• 29 janvier 1915

    29 Janvier

    La guerre continue âpre et lente, sans avance ni recul, ou presque. La guerre finira faute de combattants.

    Paul Verdier m’envoie des cartes du Camp de Mailly, où – pour l’instant – me dit-il – il se repose.

    « Mailly le Camp – (Marne)

    Mardi 26 Janvier 1915

    Mon cher Paul,

                              …Je ne suis pas encore allé au front, mais notre train y va ou très prés, à 8 kilomètres quelquefois. Aussi nous ne sommes pas hors de danger ! Cependant nous avons quelques moments de répit ; ainsi ici à Mailly, près du camp qui est le plus beau, le plus grand de France. Nous y sommes depuis 11 jours garés au milieu des plaines de Champagne, à tous les vents, exposés à la neige, en pleine tempête ; quelquefois on grelotte la nuit le vent entrant par les portes qui ne ferment pas hermétiquement. Je suis bien heureux d’avoir de tes nouvelles, tu me fais bien plaisir, car c’est toujours avec plaisir que je lis tes lettres et tous les détails, mais la prochaine fois donne-moi les détails de tous les blésois que je connais et des faits qui se passent à Blois.

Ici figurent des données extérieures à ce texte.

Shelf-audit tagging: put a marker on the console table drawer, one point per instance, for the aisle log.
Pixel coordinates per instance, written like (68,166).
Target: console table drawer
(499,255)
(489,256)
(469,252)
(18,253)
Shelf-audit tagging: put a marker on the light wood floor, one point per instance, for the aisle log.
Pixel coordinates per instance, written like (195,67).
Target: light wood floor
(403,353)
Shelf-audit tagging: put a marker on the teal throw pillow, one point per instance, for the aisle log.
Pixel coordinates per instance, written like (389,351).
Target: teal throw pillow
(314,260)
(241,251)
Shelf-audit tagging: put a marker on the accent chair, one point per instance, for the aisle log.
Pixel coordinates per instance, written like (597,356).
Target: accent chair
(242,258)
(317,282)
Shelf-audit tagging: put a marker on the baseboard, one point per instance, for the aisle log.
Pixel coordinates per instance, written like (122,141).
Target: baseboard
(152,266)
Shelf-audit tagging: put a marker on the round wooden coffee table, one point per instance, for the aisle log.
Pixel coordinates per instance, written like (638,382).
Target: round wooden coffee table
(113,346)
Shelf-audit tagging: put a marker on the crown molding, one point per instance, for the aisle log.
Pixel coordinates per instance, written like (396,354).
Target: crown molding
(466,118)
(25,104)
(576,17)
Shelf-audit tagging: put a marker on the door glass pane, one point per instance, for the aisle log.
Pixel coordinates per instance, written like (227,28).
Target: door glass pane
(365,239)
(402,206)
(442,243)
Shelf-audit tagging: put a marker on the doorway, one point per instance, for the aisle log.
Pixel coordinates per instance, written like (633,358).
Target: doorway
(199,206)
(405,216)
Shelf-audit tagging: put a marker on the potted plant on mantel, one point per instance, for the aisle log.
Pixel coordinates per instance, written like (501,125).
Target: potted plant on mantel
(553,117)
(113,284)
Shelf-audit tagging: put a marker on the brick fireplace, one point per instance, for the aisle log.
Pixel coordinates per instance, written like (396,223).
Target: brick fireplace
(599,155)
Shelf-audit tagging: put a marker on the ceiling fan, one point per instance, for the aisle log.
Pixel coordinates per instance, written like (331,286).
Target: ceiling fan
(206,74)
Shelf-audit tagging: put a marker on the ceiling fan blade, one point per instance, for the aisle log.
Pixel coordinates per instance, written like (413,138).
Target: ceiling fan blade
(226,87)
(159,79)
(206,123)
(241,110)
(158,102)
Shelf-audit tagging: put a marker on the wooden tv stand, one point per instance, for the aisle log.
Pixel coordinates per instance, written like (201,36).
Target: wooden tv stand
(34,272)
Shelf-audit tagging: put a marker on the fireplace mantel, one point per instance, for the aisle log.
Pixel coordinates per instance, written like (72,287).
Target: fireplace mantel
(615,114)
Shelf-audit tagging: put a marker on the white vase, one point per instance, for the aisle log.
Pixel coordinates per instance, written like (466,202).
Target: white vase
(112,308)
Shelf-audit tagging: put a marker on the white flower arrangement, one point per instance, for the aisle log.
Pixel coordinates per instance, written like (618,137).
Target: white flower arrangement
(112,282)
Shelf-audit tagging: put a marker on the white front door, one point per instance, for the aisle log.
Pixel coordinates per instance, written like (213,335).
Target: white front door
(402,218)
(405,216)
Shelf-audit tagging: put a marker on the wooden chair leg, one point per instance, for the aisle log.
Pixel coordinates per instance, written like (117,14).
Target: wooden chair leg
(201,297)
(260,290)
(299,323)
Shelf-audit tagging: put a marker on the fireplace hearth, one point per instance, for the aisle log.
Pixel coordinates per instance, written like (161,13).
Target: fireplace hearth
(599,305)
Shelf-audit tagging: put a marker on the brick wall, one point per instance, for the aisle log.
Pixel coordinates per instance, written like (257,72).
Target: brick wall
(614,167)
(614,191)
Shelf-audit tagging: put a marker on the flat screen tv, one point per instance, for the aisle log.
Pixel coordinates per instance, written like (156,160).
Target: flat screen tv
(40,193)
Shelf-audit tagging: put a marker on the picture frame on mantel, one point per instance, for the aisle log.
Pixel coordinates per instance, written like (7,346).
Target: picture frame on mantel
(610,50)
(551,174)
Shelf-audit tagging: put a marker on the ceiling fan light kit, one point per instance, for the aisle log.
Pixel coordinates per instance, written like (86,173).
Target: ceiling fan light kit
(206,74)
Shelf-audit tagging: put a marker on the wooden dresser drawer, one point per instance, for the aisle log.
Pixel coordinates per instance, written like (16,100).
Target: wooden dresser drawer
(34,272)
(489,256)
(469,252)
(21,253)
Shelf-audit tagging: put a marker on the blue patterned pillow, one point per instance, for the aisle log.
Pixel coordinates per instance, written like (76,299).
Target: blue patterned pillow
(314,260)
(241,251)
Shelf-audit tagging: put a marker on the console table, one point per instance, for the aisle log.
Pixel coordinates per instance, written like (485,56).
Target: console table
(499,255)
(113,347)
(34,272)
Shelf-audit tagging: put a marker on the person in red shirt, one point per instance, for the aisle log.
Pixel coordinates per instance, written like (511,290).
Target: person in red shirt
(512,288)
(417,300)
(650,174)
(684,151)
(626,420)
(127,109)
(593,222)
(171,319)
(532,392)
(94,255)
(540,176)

    Je vais bien ! car depuis que j’ai changé de service, je suis le secrétaire du médecin-chef - Dr Rogier (de Blois).

    Je te renouvelle mes souhaits et la victoire au plus vite ! Bravo mon vieux Paul, tu fais au moins plus que ton devoir ; si tous les français disponibles faisaient comme toi, on aurait moins de décès à déplorer.

    Bravo, mon cher Paul !

    Quant à la guerre nous ne pouvons rien dire que ce que disent les journaux. Même il nous est interdit de commettre des indiscrétions provenant des blessés que nous convoyons.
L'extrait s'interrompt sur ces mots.